Que devraient-elles organiser selon vous ?
Les entreprises ont intérêt à anticiper et à innover pour aller plus loin. Nous proposons un programme global d’assistance aux employés (EAP), comprenant en premier lieu des services de soutien psychologique et émotionnel, via des entretiens téléphoniques avec une hotline 24h/24 pour comprendre les problématiques et donner quelques solutions pour améliorer la situation ; des suivis psychologiques, via des entretiens en face à face avec des psychologues. Nous allons même plus loin en proposant un soutien plus global aux salariés avec une assistance juridique et sociale, via des juristes et assistants sociaux. Enfin, nous prodiguons des conseils pour les managers et la direction de l’entreprise, le sujet de la santé mentale devant être vu de manière globale dans les entreprises. Les entreprises doivent avoir à leur actif un diagnostic des RPS, soit avoir cartographié les risques et éléments qui feraient naître des problématiques de mal-être, afin d’avoir des indicateurs clés. Ce diagnostic et le plan d’actions mis en place doivent être inscrits dans le document unique d'évaluation des risques professionnels (DUERP), qui doit être remis à jour tous les ans et être consultable par l’ensemble des salariés.
Quels bénéfices peuvent-elles tirer de cette prévention holistique ?

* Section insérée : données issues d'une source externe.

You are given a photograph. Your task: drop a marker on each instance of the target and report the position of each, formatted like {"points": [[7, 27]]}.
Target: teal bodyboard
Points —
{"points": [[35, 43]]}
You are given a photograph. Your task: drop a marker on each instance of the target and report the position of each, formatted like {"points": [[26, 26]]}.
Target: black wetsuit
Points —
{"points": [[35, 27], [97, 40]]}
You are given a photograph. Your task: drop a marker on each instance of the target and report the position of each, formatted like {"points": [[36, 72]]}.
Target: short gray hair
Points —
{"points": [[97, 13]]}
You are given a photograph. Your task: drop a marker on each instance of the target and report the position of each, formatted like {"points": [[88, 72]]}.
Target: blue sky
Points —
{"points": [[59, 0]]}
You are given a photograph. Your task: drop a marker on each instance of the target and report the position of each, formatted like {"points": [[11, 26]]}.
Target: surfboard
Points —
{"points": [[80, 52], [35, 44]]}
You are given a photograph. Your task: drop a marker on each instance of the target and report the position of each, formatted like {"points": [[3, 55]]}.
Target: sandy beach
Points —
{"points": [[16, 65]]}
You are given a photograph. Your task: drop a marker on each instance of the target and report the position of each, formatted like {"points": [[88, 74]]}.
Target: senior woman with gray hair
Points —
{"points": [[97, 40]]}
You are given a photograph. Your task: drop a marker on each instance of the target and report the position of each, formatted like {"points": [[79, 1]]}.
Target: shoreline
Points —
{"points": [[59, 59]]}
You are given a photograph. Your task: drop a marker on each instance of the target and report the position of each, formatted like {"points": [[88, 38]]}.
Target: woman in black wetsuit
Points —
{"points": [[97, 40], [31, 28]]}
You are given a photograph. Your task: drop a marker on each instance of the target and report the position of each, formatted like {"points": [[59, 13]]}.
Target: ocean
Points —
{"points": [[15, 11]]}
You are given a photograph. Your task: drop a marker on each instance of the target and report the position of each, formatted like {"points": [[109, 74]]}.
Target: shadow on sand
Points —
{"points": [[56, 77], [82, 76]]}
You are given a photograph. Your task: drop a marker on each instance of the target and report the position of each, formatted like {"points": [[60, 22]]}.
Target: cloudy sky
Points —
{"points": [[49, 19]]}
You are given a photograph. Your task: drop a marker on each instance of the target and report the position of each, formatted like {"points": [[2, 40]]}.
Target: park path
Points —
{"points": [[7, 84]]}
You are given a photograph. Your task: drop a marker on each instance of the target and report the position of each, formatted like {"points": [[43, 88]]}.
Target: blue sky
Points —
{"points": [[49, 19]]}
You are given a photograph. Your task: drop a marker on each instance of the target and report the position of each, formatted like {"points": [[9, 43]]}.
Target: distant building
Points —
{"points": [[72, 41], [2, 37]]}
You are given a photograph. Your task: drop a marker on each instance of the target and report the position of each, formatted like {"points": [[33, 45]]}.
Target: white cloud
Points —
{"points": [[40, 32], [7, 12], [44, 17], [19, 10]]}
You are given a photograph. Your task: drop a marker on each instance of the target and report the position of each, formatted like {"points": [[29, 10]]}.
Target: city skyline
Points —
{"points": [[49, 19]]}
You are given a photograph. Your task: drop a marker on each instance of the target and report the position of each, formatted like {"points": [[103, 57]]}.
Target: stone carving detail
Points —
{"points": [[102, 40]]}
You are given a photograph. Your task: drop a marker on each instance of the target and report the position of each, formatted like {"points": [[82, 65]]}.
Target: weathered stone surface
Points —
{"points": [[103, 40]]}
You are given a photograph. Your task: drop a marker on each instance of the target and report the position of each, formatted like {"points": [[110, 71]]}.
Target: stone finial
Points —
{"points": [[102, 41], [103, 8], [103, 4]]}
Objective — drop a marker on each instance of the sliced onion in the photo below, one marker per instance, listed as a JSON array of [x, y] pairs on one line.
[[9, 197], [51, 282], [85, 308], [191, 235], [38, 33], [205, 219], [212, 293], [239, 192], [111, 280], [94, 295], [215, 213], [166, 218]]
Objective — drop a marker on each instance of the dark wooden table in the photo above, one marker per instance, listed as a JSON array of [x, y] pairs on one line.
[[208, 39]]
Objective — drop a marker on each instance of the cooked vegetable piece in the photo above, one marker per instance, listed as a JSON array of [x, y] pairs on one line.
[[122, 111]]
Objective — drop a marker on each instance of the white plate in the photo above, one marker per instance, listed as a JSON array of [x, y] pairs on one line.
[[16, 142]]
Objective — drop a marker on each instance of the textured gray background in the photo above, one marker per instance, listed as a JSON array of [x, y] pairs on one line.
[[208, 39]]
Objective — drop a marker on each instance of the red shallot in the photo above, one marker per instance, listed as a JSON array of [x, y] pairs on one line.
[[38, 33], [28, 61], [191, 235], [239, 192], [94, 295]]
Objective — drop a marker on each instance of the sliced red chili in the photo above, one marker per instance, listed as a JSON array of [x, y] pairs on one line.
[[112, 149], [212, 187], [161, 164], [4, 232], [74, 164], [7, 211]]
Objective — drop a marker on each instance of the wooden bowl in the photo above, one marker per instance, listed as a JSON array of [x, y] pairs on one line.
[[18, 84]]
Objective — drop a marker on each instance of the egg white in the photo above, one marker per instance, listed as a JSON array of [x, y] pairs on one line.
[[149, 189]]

Le taux d’absentéisme au sein de ces entreprises sera moins fort et les salariés plus performants, car moins préoccupés par d’autres problématiques et 100% dédiés à leur travail au niveau cognitif. Comme l’entreprise est entrée au domicile de l’employé avec la généralisation du télétravail, le côté privé et personnel est entré dans les entreprises et cela relève de leur responsabilité et de leur intérêt de s’en préoccuper. Outre le fait de permettre d’engager les collaborateurs, cela répond également à une question d’image, de responsabilité sociale et sociétale et de retenue des talents.